• „Gottes Freunde, aller Herren Feinde“

    August 21, Ostsee ⋅ 🌬 17 °C

    Es war der Schlachtruf der Piraten der Ostsee zwischen 1390 und ’97: „Gottes Freunde, aller Herren Feinde“. Die Piraten wurden Vitalienbrüder genannt und später Likedeeler - Teilen zu gleichen Teilen. Störtebeker war einer ihrer Hauptmänner, ein richtiger Robin Hood der Ostsee. Erst im Auftrag eines Herzogs von Mecklenburg, dann als echte Freibeuter, zogen sie gegen die frühe Hanse, kaperten Hansekoggen und schadeten damit den Pfeffersäcken und Patriziern, wie die Hansekaufleute genannt wurden. Sie gaben es an die Armen. Sie überfielen Bergen in Norwegen und durchbrachen fintenreich eine dänische Belagerung vor Stockholm, suchten im Winter mehrfach Schutz im Hafen von Visby, brachten den Bewohnern, die bis dahin von den Patriziern unterjocht waren, den Mut bei, aufzubegehren und eine Republik zu begründen. Überall wurden die Freibeuter als Likedeeler freudig begrüßt, nur von den Herrschenden nicht, die die Likedeeler ausplünderten. Margarethe, Königin von Dänemark und Norwegen, die sich auch Schweden einverleiben wollte, waren sie in ihren Machtplänen ein Dorn im Auge. Sie wollte die Freibeuter loswerden. Damit wurde es zunehmend eng für die Likedeeler, die immer weniger Kaper fanden. Die Koggen waren wie von der See verschluckt, die Königin spielte ihr böses Spiel.
    „Das war unsere letzte Fahrt auf der Ostsee“, sagte Störtebeker, „so etwas wie Visby wird es nicht wieder geben“. „Lasst uns nach vorne sehen, Hauptmann“, sagte Einohr, „auf ein neues Leben, auf in die Westsee.“ Störtebeker schien aus einem Traum zu erwachen. „Ja“, flüsterte er, „auf nach Helgeland.“

    So weit kam ich heute im Buch über Störtebeker, das lange in meinem Bücherschrank schlummerte. Ich hatte es extra eingepackt, weil es zur Reise passte. Und heute, am zweiten Seetag, kam ich endlich dazu, es zu lesen. Bei ruhiger See gleiteten wir sacht auf der Ostsee zurück Richtung Kiel, wo wir morgen früh ankommen werden. Unsere Schiffspassage war sicherlich wesentlich angenehmer als die rauhe Wirklichkeit von Störtebeker und seinen Mannen. Einige seiner Wirkungsstätten haben wir nun kennen gelernt: Stockholm und Visby, Bergen im letzten Urlaub. In Helsinki und Tallin scheint Störtebeker dagegen nie gewesen zu.
    Das macht Laune auf mehr Wissen über die Hanse und die Zeit zwischen 1200 und 1650.
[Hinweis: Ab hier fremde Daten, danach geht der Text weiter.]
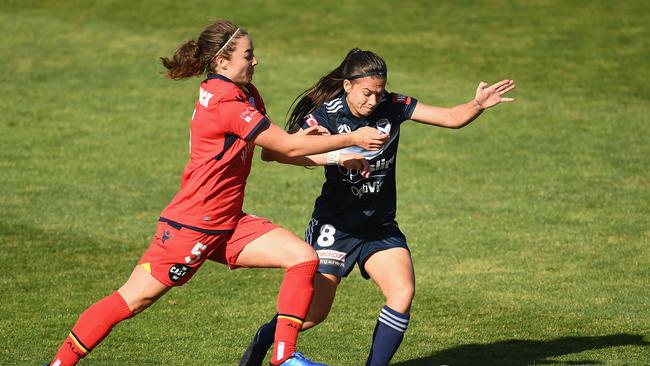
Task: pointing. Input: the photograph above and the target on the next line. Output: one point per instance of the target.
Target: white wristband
(333, 158)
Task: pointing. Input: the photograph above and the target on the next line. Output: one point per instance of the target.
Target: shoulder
(398, 99)
(222, 91)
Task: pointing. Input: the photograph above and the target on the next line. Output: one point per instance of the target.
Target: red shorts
(177, 252)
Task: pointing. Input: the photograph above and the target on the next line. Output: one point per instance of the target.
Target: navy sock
(387, 336)
(266, 334)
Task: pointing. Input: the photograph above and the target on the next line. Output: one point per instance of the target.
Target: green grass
(530, 228)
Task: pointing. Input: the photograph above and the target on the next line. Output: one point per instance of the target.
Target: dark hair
(357, 64)
(196, 57)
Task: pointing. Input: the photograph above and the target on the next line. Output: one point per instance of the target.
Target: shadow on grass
(516, 352)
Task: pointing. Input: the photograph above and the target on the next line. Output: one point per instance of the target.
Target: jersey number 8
(326, 237)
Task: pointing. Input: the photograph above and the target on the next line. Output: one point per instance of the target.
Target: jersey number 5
(197, 252)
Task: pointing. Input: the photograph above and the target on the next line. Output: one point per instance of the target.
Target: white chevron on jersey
(334, 105)
(367, 153)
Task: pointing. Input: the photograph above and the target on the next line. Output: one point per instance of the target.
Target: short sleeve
(404, 104)
(316, 118)
(241, 118)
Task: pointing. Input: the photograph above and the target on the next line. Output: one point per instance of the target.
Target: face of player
(240, 67)
(363, 95)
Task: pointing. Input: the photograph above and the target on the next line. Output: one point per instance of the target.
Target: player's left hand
(487, 97)
(355, 161)
(314, 130)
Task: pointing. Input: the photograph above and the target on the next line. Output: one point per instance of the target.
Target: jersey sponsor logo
(331, 257)
(401, 99)
(382, 164)
(246, 151)
(334, 105)
(353, 176)
(343, 128)
(248, 114)
(178, 271)
(310, 120)
(367, 188)
(204, 97)
(383, 125)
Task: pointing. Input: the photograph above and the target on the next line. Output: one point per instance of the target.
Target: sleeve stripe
(264, 122)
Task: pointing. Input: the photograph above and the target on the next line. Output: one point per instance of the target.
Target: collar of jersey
(346, 109)
(219, 76)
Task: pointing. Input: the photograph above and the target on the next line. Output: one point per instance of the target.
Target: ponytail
(196, 57)
(357, 64)
(185, 62)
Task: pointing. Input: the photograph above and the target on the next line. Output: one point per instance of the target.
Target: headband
(226, 44)
(372, 73)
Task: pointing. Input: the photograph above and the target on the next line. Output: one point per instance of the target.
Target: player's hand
(314, 130)
(355, 161)
(487, 97)
(369, 138)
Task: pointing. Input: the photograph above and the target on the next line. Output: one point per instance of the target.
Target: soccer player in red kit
(205, 219)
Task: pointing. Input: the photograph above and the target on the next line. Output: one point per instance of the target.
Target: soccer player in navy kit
(205, 220)
(354, 218)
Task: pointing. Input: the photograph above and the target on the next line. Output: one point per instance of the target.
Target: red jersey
(212, 187)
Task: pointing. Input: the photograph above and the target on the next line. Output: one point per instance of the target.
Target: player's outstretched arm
(276, 139)
(462, 114)
(348, 160)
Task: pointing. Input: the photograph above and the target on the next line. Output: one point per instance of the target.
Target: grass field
(530, 228)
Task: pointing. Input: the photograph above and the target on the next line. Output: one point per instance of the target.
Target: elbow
(293, 153)
(267, 155)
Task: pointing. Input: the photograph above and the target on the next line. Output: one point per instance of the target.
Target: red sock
(293, 303)
(93, 326)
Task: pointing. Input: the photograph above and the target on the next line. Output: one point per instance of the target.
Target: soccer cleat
(298, 359)
(256, 351)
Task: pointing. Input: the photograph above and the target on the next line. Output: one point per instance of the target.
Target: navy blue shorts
(338, 251)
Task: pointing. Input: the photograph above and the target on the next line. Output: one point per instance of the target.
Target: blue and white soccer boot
(298, 359)
(256, 351)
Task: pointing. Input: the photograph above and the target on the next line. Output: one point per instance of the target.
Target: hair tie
(226, 44)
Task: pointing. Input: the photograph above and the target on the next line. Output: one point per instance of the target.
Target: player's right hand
(314, 130)
(369, 138)
(355, 161)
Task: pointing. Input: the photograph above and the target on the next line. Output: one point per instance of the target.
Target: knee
(301, 254)
(139, 305)
(314, 319)
(400, 299)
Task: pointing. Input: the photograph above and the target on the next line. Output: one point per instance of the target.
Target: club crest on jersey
(383, 125)
(178, 271)
(310, 120)
(343, 128)
(401, 99)
(204, 97)
(248, 114)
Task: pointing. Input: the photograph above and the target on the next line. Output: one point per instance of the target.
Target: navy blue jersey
(348, 200)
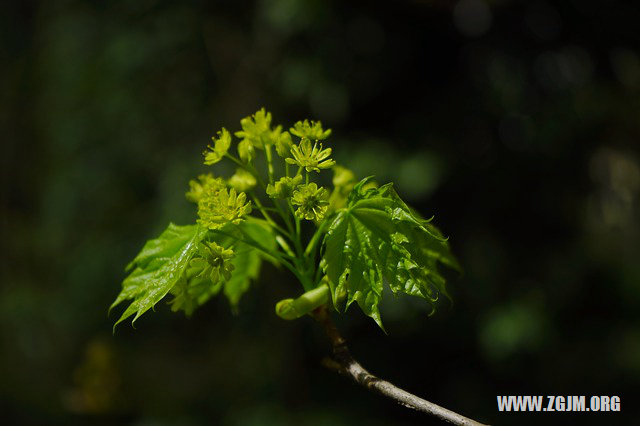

    So geht diese Schiffsreise zu Ende. Den Abend verbrachten wir noch einmal im Heck des Schiffs. Im Eßzimmer gibt es heimische Speisen. Nach all den Genüssen an Bord war uns das vorab gebuchte Vier-Gänge-Menü aber zu reichlich, der Blick über das Meer dagegen noch einmal sehr schön.